Add LLM Integration Tests #603

devin-ai-integration · 2024-12-24T00:23:09Z

🔍 Review Summary

Purpose:

Enhance the testing framework by integrating tests for multiple LLM providers.

Changes:

Configuration: Introduced environment variables for API keys in GitHub workflow and initialized various LLM providers.
Enhancement: Improved async handling and error management for AI21, Groq, Litellm, and Mistral providers.
Test: Expanded testing to include comprehensive integration tests for all LLM providers, covering both synchronous and asynchronous call patterns.
Dependencies: Updated tox.ini to include necessary test dependencies for new providers.

Impact:

Significantly enhances the reliability and coverage of our testing infrastructure, improving code quality and system integrity.

Original Description

Adds integration tests for Anthropic, Cohere, Groq, Litellm, Mistral, AI21

This PR adds comprehensive integration tests for multiple LLM providers:

Anthropic (Claude)
Cohere
Groq
Litellm
Mistral
AI21

Each test verifies four types of calls:

Synchronous (non-streaming)
Synchronous (streaming)
Asynchronous (non-streaming)
Asynchronous (streaming)

The PR also:

Adds necessary test dependencies to tox.ini
Updates GitHub workflow with required environment variables
Adds debug prints for API key and session verification
Enables LLM call instrumentation in tests

Link to Devin run: https://app.devin.ai/sessions/e034afaf9cfb45529f3b652de116cf0e

- Add integration tests for Anthropic, Cohere, Groq, Litellm, Mistral, AI21 - Add test dependencies to tox.ini - Update GitHub workflow with required environment variables - Add debug prints for API key and session verification - Enable LLM call instrumentation in tests Co-Authored-By: Alex Reibman <[email protected]>

devin-ai-integration · 2024-12-24T00:23:13Z

🤖 Devin AI Engineer

I'll be helping with this pull request! Here's what you should know:

✅ I will automatically:

Address comments on this PR. Add "(aside)" to your comment to have me ignore it.
Look at CI failures and help fix them

⚙️ Control Options:

Disable automatic comment and CI monitoring

Co-Authored-By: Alex Reibman <[email protected]>

entelligence-ai-pr-reviews · 2024-12-24T00:27:07Z

Walkthrough

This update enhances the testing framework by integrating tests for multiple LLM providers, including Anthropic, Cohere, Groq, Litellm, Mistral, and AI21. Key changes include:

Environment Setup: Added API key environment variables in the GitHub workflow.
Provider Configuration: Initialized and configured new LLM providers in agentops/__init__.py.
Provider Enhancements: Refactored AI21, Groq, Litellm, and Mistral providers for better async handling and error management.
Testing: Comprehensive integration tests were added for all new providers, ensuring coverage of synchronous and asynchronous call patterns. OpenAI tests were updated to use the gpt-3.5-turbo model.
Dependencies: Updated tox.ini to include necessary test dependencies for the new providers.

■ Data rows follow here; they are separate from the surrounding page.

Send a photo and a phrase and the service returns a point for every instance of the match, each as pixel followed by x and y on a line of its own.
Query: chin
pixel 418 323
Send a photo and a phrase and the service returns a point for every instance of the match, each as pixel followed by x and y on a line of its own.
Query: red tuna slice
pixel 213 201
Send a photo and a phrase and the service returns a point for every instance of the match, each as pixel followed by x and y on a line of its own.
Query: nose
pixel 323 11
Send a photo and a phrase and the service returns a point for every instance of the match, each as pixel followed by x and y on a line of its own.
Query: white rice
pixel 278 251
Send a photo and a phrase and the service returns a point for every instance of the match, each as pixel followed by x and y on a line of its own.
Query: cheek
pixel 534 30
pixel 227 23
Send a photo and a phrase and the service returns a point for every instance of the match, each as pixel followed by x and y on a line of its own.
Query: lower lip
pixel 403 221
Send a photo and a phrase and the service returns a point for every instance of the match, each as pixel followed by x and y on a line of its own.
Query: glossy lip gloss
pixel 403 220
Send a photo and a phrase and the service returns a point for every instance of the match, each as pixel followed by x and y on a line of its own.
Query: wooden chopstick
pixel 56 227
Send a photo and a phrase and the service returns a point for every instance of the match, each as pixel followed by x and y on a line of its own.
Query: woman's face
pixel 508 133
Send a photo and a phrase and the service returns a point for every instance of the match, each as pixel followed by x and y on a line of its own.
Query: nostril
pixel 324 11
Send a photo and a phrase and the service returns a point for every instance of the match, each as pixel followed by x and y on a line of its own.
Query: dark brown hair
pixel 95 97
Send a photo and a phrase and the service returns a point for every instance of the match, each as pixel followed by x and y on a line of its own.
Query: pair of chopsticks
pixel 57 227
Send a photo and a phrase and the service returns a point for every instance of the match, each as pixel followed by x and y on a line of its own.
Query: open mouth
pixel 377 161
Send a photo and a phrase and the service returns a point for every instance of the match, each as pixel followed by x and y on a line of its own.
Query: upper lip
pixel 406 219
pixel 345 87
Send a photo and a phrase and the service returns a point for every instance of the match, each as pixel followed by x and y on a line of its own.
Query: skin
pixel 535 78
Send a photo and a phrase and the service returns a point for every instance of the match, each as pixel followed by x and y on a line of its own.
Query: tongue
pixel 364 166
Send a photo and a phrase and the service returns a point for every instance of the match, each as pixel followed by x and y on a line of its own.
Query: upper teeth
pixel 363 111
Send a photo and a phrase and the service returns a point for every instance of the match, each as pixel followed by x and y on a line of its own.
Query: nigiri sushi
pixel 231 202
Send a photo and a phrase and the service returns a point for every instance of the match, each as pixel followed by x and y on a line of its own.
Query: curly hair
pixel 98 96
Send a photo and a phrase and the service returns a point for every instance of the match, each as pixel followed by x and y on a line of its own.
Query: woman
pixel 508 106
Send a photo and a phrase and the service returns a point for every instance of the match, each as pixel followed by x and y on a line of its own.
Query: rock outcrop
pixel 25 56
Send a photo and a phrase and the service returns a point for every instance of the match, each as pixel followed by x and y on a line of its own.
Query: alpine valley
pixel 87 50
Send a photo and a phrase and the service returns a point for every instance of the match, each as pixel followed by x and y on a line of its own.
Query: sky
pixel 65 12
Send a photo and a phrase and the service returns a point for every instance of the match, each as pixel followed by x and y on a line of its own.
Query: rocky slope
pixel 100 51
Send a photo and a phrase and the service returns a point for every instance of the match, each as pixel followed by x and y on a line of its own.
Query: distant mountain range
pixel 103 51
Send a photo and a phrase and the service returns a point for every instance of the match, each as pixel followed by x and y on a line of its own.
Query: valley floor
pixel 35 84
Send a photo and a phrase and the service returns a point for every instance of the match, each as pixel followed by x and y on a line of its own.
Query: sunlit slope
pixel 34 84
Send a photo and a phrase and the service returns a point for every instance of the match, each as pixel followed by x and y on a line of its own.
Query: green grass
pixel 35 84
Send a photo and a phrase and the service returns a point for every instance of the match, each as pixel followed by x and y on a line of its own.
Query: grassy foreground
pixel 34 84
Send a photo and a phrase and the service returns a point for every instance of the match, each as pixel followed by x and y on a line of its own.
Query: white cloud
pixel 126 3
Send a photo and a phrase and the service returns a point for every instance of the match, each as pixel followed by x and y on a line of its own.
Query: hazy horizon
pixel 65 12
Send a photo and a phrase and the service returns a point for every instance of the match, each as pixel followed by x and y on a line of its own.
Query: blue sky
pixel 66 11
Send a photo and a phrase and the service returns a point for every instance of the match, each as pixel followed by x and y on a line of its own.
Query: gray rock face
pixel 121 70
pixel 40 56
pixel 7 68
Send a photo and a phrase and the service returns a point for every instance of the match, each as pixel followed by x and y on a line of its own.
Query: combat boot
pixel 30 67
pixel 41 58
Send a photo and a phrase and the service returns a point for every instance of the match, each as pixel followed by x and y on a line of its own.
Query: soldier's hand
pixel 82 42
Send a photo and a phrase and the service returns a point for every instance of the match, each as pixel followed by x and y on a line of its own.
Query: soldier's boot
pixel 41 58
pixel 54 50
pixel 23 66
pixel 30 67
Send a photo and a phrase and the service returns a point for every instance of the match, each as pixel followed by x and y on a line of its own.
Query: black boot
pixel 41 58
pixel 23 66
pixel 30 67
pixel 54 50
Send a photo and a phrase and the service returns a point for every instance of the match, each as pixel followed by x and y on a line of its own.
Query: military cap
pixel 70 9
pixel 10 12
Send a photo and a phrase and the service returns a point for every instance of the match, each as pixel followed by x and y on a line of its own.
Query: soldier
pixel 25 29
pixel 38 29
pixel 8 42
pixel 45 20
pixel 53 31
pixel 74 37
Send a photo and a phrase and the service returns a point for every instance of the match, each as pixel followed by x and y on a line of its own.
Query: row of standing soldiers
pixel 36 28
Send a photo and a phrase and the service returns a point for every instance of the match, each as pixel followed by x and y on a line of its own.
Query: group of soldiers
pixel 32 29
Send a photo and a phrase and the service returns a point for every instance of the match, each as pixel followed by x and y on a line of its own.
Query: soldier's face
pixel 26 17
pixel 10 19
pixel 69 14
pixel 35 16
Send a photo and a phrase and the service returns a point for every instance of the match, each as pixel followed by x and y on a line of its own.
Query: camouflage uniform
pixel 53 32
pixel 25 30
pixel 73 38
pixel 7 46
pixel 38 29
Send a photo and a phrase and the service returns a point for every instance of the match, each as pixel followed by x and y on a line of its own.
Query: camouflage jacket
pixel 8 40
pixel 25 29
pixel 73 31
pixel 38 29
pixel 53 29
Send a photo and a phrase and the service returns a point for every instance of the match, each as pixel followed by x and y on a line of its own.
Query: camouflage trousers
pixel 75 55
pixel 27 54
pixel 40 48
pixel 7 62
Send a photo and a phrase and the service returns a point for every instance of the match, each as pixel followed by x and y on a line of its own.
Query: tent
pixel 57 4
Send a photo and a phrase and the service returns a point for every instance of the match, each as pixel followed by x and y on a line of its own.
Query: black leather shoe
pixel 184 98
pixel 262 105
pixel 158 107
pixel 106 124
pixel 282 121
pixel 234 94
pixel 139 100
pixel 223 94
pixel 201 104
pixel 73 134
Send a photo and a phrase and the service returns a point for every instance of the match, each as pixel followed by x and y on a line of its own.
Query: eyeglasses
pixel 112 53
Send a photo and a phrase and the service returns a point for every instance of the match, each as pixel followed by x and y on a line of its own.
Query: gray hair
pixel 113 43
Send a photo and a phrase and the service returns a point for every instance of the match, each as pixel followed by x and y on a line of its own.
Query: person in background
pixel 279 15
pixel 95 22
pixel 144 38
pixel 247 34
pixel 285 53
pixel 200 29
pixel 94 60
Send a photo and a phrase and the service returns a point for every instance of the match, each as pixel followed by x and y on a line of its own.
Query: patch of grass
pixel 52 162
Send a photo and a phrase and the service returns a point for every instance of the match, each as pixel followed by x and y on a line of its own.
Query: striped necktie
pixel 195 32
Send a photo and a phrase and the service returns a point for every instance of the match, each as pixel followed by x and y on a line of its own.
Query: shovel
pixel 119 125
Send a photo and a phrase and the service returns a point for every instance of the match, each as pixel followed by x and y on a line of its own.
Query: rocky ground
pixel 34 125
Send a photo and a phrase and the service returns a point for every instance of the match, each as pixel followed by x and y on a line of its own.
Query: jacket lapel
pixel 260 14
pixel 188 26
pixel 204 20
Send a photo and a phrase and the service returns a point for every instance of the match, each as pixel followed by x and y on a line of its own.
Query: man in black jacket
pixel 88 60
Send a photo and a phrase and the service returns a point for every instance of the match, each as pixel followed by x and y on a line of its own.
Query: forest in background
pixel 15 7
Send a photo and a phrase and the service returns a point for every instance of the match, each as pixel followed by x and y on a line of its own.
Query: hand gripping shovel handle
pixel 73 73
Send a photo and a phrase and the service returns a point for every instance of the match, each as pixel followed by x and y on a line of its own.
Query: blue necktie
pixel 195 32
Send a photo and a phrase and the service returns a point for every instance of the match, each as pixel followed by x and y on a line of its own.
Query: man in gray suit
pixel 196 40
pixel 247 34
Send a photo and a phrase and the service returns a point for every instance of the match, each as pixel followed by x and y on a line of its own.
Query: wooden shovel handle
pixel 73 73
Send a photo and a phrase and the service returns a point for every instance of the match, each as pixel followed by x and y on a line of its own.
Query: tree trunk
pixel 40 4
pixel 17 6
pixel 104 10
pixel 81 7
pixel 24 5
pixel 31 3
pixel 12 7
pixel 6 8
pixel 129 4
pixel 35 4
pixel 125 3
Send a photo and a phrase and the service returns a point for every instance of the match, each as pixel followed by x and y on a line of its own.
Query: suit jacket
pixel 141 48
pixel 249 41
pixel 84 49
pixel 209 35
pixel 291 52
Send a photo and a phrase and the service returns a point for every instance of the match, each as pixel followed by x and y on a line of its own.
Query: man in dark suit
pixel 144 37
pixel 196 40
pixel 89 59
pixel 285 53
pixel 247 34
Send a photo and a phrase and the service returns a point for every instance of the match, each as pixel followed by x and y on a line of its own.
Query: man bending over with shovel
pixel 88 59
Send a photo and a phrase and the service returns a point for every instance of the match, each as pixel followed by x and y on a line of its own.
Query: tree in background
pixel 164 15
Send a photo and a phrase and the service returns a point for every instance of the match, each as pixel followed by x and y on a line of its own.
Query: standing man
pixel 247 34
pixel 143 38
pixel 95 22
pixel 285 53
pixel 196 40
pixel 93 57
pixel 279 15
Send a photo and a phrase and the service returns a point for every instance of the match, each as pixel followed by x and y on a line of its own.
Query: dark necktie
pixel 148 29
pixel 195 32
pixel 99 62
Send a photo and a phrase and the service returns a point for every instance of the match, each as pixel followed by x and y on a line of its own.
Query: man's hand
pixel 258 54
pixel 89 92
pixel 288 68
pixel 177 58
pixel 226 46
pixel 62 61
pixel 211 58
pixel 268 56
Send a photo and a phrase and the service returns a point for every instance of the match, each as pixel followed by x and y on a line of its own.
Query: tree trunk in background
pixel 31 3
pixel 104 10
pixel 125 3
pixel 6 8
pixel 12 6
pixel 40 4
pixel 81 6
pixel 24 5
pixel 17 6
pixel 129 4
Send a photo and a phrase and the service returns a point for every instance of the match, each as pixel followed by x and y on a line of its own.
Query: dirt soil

These changes ensure robust testing and validation of LLM interactions across various providers.

Changes

File(s)	Summary
`.github/workflows/python-testing.yml`	Added environment variables for API keys of new LLM providers.
`agentops/__init__.py`	Initialized new LLM providers and configured them for testing.
`agentops/llms/providers/`	Refactored and enhanced LLM providers (AI21, Groq, Litellm, Mistral) with improved async handling, error management, and response handling.
`tests/`	Added comprehensive integration tests for Anthropic, Cohere, Groq, Litellm, Mistral, and AI21 providers covering all call patterns. Updated OpenAI tests to use `gpt-3.5-turbo`.
`tox.ini`	Included test dependencies for new LLM providers.

🔗 Related PRs

GH Actions: fix the pipeline #564: The PR updates GitHub Actions workflows to utilize the absolute uv managed runtime, improves the static analysis workflow, and fixes Python test actions to ensure proper environment management.
version bump #546: This pull request outlines changes made and includes sections for a description and testing validation.
deps: remove packaging; unpinned & ranged versioning #561: The pull request addresses several issues, clarifies that packaging is an implicit dependency of setuptools, restores a loose dependency on psutil, and caps all dependencies at their latest stable versions for security and performance reasons.
fix tests #562: The pull request addresses issues with newer PsUtil versions failing tests by removing unused arguments in tuples.

Instructions

Emoji Descriptions:

⚠️ Potential Issue - May require further investigation.
🔒 Security Vulnerability - Fix to ensure system safety.
💻 Code Improvement - Suggestions to enhance code quality.
🔨 Refactor Suggestion - Recommendations for restructuring code.
ℹ️ Others - General comments and information.

Interact with the Bot:

Send a message or request using the format:
@bot + *your message*

Example: @bot Can you suggest improvements for this code?

Help the Bot learn by providing feedback on its responses.
@bot + *feedback*

Example: @bot Do not comment on `save_auth` function !

Execute a command using the format:

@bot + */command*

Example: @bot /updateCommit

Available Commands:

/updateCommit ✨: Apply the suggested changes and commit them (or Click on the Github Action button to apply the changes !)
/updateGuideline 🛠️: Modify an existing guideline.
/addGuideline ➕: Introduce a new guideline.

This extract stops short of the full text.